IDAX.STD_NORM - Standardize or normalize columns of the input table

Use this stored procedure to standardize or normalize the columns of the input table, and to write the transformed columns to the output table.

Note: This feature is available starting from Db2® version 11.5.4.

Authorization

The privileges held by the authorization ID of the statement must include the IDAX_USER role.

Syntax

IDAX.STD_NORM(in parameter_string varchar(32672))

Parameter descriptions

parameter_string
Mandatory one-string parameter that contains pairs of <parameter>=<value> entries that are separated by a comma.
Data type: VARCHAR(32672)
The following list shows the parameter values:
intable
Mandatory.
The name of the input table.
Data type: VARCHAR(256)
incolumn
Mandatory.
The columns of the input table that are to be considered.
These columns are separated by a semi-colon (;).
You can append the following signs to each column:
<column>:L
Leaves the column unchanged.
The output table contains the same column with the same values.
<column>:S
Standardizes the column.
The output table contains an STD_<column> column that contains the standardized input values. A standardized value S is equal to (x-mean)/stddev, where x is the input value, mean is the mean value of the column, and stddev is the standard deviation of the column. The standardized values range from minus infinity to plus infinity.
<column>:N
Normalizes the column.
<column>:U
Specifies that the column has the length of one unit.
Additionally, you can append the following signs to two columns:
<col1>/<col2>:C
Normalizes the <col1> column and the <col2> column to be a unit vector in the space.
The output table contains an NRC_<rank>_<col1> column and an NRC_<rank>_<col2> column, where rank is the rank of this transformation in the list of :C transformations or :V transformations, beginning with 1.
Both columns contain their own normalized input values.

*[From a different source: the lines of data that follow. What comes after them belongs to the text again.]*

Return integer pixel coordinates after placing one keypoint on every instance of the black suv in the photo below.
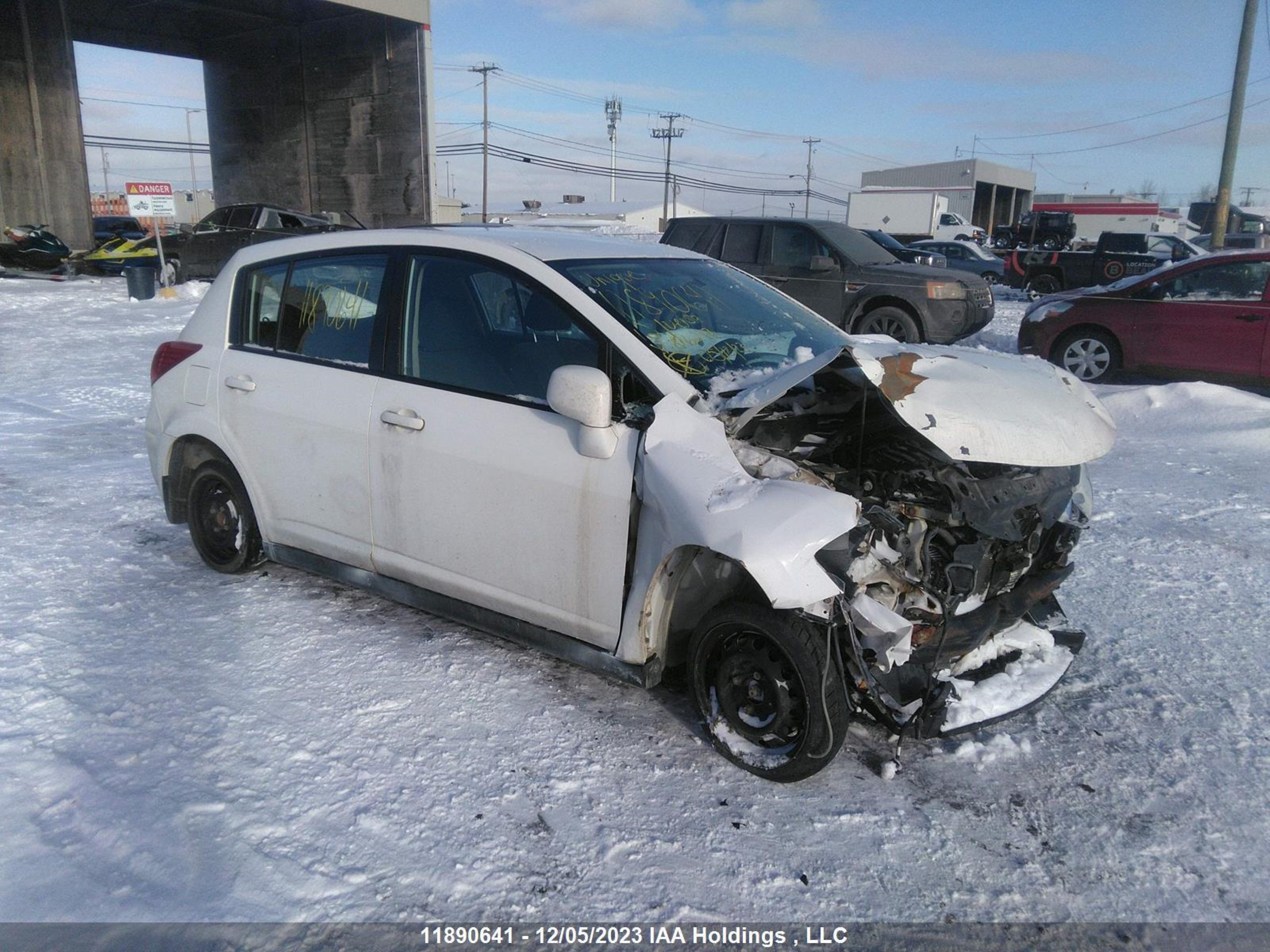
(204, 251)
(844, 276)
(1049, 230)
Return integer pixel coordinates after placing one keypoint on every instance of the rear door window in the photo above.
(478, 329)
(686, 234)
(331, 306)
(242, 217)
(1230, 281)
(741, 244)
(793, 247)
(265, 290)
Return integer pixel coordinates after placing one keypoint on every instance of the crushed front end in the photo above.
(948, 617)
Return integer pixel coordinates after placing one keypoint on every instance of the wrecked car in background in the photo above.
(637, 457)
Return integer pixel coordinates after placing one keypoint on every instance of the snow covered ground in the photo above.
(182, 746)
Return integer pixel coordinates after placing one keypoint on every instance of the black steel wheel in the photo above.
(891, 322)
(1046, 285)
(757, 677)
(221, 521)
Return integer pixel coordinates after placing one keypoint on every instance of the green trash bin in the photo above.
(141, 282)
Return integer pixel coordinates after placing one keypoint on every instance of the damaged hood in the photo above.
(979, 407)
(973, 405)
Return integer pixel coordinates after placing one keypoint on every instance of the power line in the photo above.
(1116, 122)
(1126, 141)
(629, 175)
(135, 139)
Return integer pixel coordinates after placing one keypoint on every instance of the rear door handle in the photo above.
(406, 419)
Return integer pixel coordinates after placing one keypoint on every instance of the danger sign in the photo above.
(150, 200)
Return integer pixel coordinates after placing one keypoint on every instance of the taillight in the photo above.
(169, 355)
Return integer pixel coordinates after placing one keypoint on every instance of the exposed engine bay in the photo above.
(948, 554)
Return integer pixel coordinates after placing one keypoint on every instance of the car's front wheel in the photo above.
(891, 322)
(221, 521)
(772, 696)
(1089, 355)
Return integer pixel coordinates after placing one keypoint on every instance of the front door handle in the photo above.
(406, 419)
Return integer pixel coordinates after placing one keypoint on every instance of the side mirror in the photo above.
(586, 395)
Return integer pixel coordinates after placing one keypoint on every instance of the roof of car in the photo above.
(544, 244)
(755, 219)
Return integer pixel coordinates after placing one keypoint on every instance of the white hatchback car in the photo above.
(633, 456)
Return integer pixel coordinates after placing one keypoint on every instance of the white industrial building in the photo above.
(576, 213)
(985, 194)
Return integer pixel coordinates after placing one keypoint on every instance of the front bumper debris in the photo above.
(1008, 674)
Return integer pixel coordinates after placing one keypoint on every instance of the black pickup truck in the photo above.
(1117, 255)
(204, 251)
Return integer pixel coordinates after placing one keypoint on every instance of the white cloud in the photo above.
(775, 14)
(624, 14)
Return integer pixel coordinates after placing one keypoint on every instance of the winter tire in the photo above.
(1046, 285)
(891, 322)
(1090, 356)
(772, 697)
(221, 521)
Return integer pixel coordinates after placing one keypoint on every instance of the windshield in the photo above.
(704, 318)
(886, 240)
(859, 248)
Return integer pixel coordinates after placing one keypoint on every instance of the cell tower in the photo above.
(614, 111)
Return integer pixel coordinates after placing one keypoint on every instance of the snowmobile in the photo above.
(33, 249)
(121, 253)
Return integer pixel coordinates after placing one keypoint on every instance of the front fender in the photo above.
(697, 494)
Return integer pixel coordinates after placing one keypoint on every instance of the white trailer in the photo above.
(910, 215)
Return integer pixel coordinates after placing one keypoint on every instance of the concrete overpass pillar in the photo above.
(44, 173)
(329, 115)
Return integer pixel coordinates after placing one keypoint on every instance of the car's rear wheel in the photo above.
(221, 521)
(772, 697)
(891, 322)
(1089, 355)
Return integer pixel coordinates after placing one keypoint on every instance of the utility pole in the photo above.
(668, 134)
(807, 205)
(613, 112)
(106, 181)
(484, 70)
(1233, 122)
(194, 176)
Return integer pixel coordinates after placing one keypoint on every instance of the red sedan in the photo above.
(1206, 318)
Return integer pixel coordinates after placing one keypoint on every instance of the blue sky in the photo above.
(908, 83)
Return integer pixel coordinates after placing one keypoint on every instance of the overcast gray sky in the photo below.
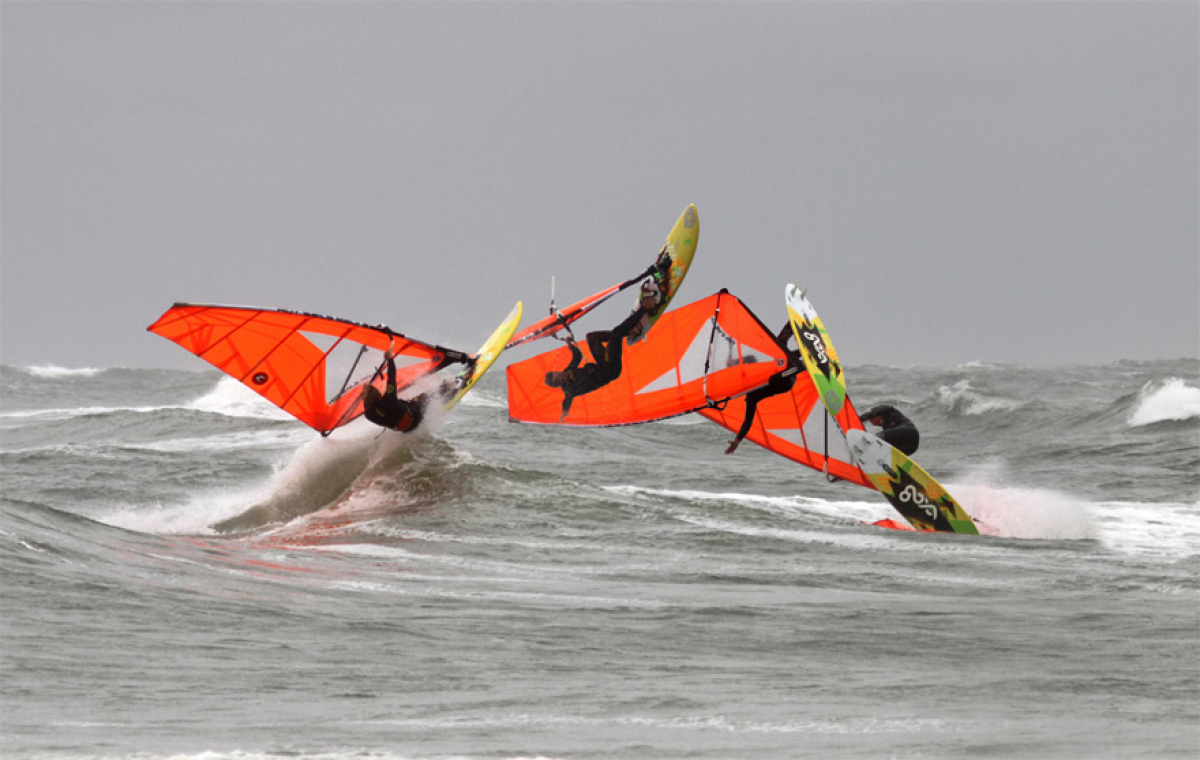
(997, 181)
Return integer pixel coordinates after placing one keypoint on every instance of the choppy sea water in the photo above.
(492, 590)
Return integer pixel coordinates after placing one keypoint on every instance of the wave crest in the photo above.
(963, 399)
(1170, 400)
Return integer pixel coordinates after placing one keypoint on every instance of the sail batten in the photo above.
(277, 354)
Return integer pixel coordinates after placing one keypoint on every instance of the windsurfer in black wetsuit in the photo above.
(780, 382)
(388, 410)
(607, 346)
(897, 429)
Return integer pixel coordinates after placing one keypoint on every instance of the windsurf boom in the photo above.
(309, 365)
(697, 355)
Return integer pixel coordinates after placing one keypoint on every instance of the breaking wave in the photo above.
(1170, 400)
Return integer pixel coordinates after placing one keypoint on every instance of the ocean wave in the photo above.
(233, 399)
(55, 372)
(963, 399)
(1170, 400)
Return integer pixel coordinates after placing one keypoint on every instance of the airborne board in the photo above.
(921, 500)
(796, 426)
(699, 354)
(681, 246)
(486, 355)
(816, 349)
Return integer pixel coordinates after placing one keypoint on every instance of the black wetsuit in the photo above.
(898, 430)
(606, 348)
(390, 411)
(779, 383)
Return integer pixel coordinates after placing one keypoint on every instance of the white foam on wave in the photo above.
(1168, 400)
(57, 372)
(1001, 508)
(964, 399)
(1012, 512)
(233, 399)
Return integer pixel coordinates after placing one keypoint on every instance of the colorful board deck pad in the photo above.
(921, 500)
(682, 247)
(487, 354)
(816, 349)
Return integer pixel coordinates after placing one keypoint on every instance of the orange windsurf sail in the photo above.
(797, 426)
(559, 319)
(697, 354)
(311, 366)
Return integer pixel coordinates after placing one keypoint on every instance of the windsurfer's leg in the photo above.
(753, 399)
(904, 437)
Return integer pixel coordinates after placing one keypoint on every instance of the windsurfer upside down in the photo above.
(606, 347)
(388, 410)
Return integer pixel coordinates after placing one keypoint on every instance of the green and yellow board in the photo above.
(486, 355)
(921, 500)
(816, 349)
(681, 245)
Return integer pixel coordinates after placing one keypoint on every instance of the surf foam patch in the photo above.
(1170, 400)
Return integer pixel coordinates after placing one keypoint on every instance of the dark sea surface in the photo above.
(493, 590)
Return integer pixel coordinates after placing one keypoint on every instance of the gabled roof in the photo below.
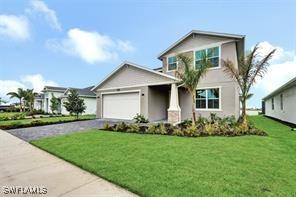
(83, 91)
(287, 85)
(137, 66)
(206, 33)
(54, 88)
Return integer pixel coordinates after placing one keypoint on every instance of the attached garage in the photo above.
(131, 89)
(123, 105)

The normalized value U1 for <col1> is equal to x/sqrt(x^2+y^2), where x is the input value of <col1>, and y is the input value of <col2>.
The normalized value U2 for <col2> is equal to y/sqrt(x^2+y^2), where x is the input value of <col1>, and y is the input value of <col2>. The normalized values range from -1 to 1.
<col1>/<col2>:V
Divides the values of the columns by the length of the longest row vector.
Normalizes the <col1> column and the <col2> column according to the longest row vector of the data.
The output table contains an NRM_<rank>_<col1> column and an NRM_<rank>_<col2> column, where rank is the rank of this transformation in the list of :C transformations or :V transformations, beginning with 1.
Both columns contain their own normalized input values. The normalized value V1 for <col1> is equal to x/sqrt(maxssq), where x is the input value of <col1> and maxssq is the maximum value of the square sum of the values of <col1> and <col2>.
The normalized value V2 for <col2> is equal to y/sqrt(maxssq), where y is the input value of <col2>, and maxssq is the maximum value of the square sum of the values of <col1> and <col2>. The normalized values range from -1 to 1.
The output table contains the id column and the output column as specified by the incolumn parameter. If the by parameter is specified, an additional by column is added to indicate for which group the transformation is calculated.
The naming convention of the output columns is limited. One input column with the same suffix :L, :S, :N, or :U must not appear twice in the incolumnparameter.
Data type: VARCHAR(ANY)
id
Mandatory.
The column of the input table that identifies a unique instance ID.
Data type: VARCHAR(128)
outtable
Mandatory.
The output table that contains the modified data.
Data type: VARCHAR(256)
by
Optional.
The column of the input table that splits the data into groups for which transformation is to be done.
Default: none
Data type: VARCHAR(128)
view
Optional.
A flag that indicates whether the output object should be stored as a view (true) or as a table (false).
Default: false
Data type: BOOLEAN

Returned information

VARCHAR(1000) the number of transformed columns in the output table. Columns that are specified with the suffix :L are ignored.

Example

CALL IDAX.STD_NORM('intable=IRIS, incolumn=petallength:S;petallength:L;petallength:N;petallength:U;sepallength/petallength:C, id=id, outtable=IRIS_NORM1');
CALL IDAX.STD_NORM('intable=IRIS, incolumn=petallength:S;petallength:L;petallength:N;petallength:U;sepallength/petallength:C, id=id,outtable=IRIS_NORM2, by=class');